La première face est donc forte, mais la seconde contient Your Name avec un rythme presque reggae, une touche de légèreté comparée à tant de chansons qui ont un semblant de noirceur. Il y a aussi Hold On Me, un rock garage vraiment basique qui met le sang en ébullition. On a l’impression que Sourp n’a qu’une seule batterie sur ce morceau, mais il est particulièrement heureux de la battre à mort juste pour nous. Il y a aussi Waiting for a Train, une brève chanson country qui trouve même de la place pour un yodel, et un final lent et très décontracté dans Medicine Man, mené par une guitare slide parcimonieuse, qui se combine impeccablement avec un harmonica parcimonieux. Cependant, il y a aussi une chanson intitulée Never Too Late qui est juste là, un blues rocker routinier avec des touches alternatives.

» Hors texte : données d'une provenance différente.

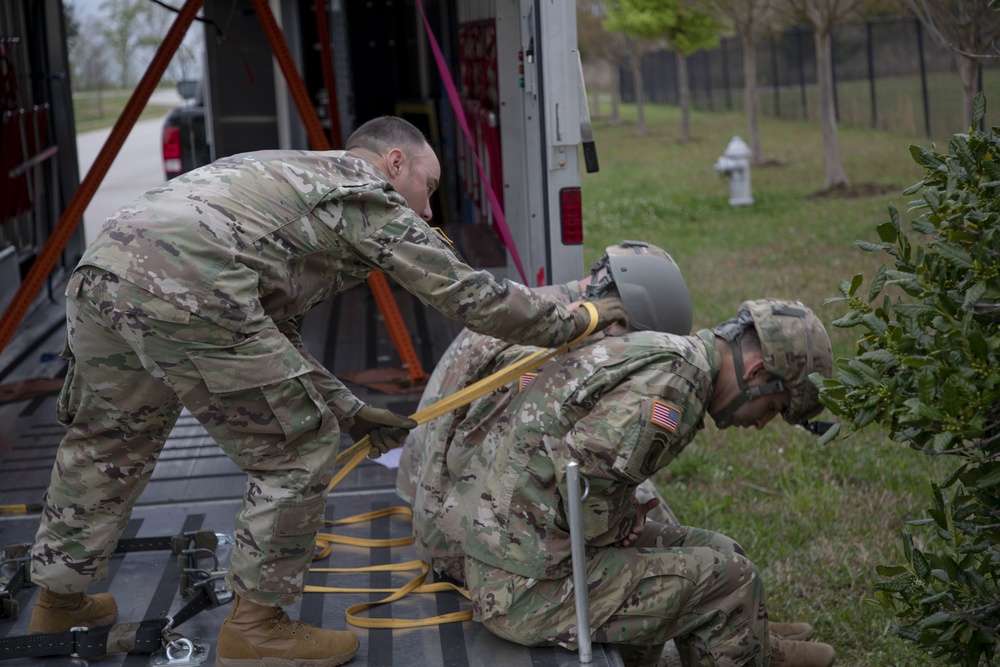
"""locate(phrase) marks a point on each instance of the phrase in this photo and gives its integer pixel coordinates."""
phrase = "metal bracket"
(180, 652)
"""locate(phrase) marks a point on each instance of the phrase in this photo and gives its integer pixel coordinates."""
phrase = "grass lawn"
(816, 520)
(95, 110)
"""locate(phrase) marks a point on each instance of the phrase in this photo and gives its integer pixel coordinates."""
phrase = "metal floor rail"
(196, 487)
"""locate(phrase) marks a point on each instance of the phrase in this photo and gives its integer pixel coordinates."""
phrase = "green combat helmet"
(793, 343)
(650, 285)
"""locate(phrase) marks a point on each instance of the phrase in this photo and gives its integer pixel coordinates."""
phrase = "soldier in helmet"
(655, 297)
(189, 297)
(623, 406)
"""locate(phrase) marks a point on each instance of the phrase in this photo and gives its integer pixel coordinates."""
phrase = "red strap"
(456, 105)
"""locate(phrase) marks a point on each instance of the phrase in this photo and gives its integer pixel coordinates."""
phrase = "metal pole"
(574, 499)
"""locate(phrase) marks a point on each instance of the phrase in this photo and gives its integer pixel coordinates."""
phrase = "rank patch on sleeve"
(665, 415)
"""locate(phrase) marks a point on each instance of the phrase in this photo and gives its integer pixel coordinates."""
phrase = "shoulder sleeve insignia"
(665, 415)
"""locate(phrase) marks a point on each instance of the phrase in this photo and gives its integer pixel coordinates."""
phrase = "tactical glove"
(386, 429)
(609, 309)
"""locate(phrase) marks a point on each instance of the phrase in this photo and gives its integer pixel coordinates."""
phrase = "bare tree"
(751, 20)
(598, 47)
(970, 29)
(125, 30)
(823, 15)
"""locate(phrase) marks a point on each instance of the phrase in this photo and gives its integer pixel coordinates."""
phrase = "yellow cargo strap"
(357, 453)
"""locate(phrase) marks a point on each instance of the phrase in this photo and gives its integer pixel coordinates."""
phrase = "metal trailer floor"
(196, 487)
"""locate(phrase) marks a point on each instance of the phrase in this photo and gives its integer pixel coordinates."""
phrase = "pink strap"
(456, 105)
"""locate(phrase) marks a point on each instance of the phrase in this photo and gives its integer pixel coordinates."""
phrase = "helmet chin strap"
(598, 289)
(732, 335)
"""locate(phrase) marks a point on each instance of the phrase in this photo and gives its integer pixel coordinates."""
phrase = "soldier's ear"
(394, 161)
(753, 367)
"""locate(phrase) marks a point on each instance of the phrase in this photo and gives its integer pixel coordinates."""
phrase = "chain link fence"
(889, 74)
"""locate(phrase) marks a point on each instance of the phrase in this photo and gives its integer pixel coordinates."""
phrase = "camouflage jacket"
(436, 452)
(622, 406)
(260, 238)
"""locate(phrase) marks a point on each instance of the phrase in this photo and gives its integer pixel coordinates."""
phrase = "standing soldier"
(189, 298)
(624, 406)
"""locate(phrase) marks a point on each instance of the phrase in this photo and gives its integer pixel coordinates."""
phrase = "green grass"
(899, 103)
(816, 521)
(95, 110)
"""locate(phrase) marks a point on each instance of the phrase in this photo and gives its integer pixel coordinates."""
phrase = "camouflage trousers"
(687, 584)
(135, 362)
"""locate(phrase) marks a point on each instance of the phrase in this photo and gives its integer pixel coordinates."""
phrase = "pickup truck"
(185, 143)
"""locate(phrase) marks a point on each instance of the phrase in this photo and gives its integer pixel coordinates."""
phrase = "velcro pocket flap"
(265, 358)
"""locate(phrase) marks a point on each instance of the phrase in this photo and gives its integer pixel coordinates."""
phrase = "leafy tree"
(970, 29)
(685, 27)
(750, 20)
(928, 371)
(634, 28)
(822, 15)
(125, 31)
(597, 45)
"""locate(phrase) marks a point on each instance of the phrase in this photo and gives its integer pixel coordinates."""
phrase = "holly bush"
(927, 370)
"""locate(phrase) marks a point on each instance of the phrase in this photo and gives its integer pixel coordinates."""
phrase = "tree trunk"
(685, 96)
(616, 96)
(640, 94)
(751, 102)
(968, 70)
(835, 176)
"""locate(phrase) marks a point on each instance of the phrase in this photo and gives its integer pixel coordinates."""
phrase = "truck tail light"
(571, 214)
(172, 151)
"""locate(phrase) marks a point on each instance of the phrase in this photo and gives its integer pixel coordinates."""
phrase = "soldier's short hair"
(380, 135)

Le résultat est un album excellent et sublimement surprenant. Je n’ai jamais entendu Dirty Deep auparavant, mais j’ai bien l’intention de les réécouter. Cela fait un moment qu’ils n’ont pas sorti d’album, bien qu’ils aient traversé les années COVID avec un album de sessions brutes unplugged et un mini-album de reprises bizarres, chacune avec un invité différent. Cinq ans se sont écoulés depuis Tillandsia en 2018, mais les quatre premiers sont arrivés en seulement sept ans. Il ne reste plus qu’à espérer qu’ils reprennent un rythme régulier, avec une admirable polyvalence prête à se déployer dans leurs futurs morceaux.